Glucagonlike Peptide 1–Based Drugs and Pancreatitis: Clarity at Last, but What About Pancreatic Cancer?Comment on “Glucagonlike Peptide 1–Based Therapies and Risk of Hospitalization for Acute Pancreatitis in Type 2 Diabetes Mellitus”

Author Affiliations

Author Affiliations: Larry L. Hillblom Islet Research Center (Drs Gier and Butler) and Jonsson Comprehensive Cancer Center (Dr Butler), University of California, Los Angeles, David Geffen School of Medicine.

JAMA Intern Med. 2013;173(7):539-541. doi:10.1001/jamainternmed.2013.3374

The worldwide prevalence of type 2 diabetes mellitus (T2DM) is approaching 100 million.1 Most affected individuals are treated for decades. Not surprisingly, the market for drug treatment of T2DM is worth more than $20 billion per year. The most lucrative drugs are those still protected by patent and deemed worthy of selection despite high expense because of clear advantages over cheaper drugs no longer covered by patent protection.

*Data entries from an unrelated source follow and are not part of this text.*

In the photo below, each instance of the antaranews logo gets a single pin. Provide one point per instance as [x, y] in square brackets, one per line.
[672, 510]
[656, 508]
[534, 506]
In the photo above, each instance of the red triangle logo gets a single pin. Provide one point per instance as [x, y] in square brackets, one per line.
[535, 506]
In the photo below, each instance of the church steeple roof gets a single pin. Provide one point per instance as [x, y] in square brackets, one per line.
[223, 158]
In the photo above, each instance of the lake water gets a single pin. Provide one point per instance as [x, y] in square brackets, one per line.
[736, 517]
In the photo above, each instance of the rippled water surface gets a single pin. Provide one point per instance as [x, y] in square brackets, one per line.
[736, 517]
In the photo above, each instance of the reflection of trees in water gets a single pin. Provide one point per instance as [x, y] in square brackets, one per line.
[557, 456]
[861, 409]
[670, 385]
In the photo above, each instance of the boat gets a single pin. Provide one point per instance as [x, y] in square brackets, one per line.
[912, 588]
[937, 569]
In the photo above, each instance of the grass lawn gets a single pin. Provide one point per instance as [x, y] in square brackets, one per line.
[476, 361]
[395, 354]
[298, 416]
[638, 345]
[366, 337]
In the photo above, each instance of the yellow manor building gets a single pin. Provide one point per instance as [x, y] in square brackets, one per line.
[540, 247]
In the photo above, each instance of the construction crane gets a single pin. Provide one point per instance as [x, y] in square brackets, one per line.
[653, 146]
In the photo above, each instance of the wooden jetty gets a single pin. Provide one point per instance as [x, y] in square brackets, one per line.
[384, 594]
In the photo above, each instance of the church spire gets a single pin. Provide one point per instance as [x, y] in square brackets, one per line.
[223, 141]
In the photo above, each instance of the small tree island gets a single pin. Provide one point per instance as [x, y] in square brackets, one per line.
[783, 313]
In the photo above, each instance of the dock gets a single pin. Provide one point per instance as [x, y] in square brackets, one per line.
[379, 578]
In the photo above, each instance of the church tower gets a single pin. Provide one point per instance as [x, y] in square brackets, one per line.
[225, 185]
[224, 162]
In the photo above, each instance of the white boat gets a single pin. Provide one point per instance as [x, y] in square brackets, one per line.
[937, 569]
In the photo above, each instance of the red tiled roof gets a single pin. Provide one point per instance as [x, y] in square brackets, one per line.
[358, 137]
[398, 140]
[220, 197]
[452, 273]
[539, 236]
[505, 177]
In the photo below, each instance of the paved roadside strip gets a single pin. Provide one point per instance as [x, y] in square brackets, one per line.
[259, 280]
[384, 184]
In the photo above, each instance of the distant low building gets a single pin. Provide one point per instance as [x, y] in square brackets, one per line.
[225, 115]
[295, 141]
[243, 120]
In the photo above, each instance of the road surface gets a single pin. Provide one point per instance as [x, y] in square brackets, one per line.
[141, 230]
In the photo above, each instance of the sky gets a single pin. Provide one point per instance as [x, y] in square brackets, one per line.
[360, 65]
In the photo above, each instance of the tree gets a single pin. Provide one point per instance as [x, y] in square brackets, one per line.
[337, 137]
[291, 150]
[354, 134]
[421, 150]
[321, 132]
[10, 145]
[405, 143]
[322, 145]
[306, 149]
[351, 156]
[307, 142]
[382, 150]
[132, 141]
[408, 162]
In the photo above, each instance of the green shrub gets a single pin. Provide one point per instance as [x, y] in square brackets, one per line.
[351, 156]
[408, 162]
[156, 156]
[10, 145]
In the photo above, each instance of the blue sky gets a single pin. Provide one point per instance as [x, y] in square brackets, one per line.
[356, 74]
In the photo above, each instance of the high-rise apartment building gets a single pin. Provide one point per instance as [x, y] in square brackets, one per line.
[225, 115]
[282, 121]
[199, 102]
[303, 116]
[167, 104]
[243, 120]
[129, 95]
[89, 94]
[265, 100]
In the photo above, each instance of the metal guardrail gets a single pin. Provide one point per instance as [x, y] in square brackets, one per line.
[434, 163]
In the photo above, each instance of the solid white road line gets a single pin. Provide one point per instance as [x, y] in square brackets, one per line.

The glucagonlike peptide 1 (GLP-1)–based drugs are the most recently launched drug class for treatment of T2DM. Proponents of these drugs claim they are safe and offer advantages over existing drugs.2 Glucagonlike peptide 1 is a hormone released by endocrine cells in the gut after meal ingestion, and one of its best characterized actions is amplification of glucose-mediated insulin secretion, a property that is of course desirable in T2DM. The first drug in this class approved in the United States was a peptide agonist of the GLP-1 receptor, exenatide (Byetta), followed by sitagliptin (Januvia), an inhibitor of the enzyme that degrades endogenously secreted GLP-1, dipeptidyl peptidase 4. Singh and colleagues3 report that treatment with either of these GLP-1 mimetic drugs is associated with an increased risk of hospital admission for acute pancreatitis compared with other diabetes medications. The many strengths of this study include the large size of the sample, the ability to adjust for confounders, and the independence of the authors from the companies marketing the drugs. Because both drugs already carry US Food and Drug Administration (FDA) warnings for the risk of pancreatitis, why is this study important?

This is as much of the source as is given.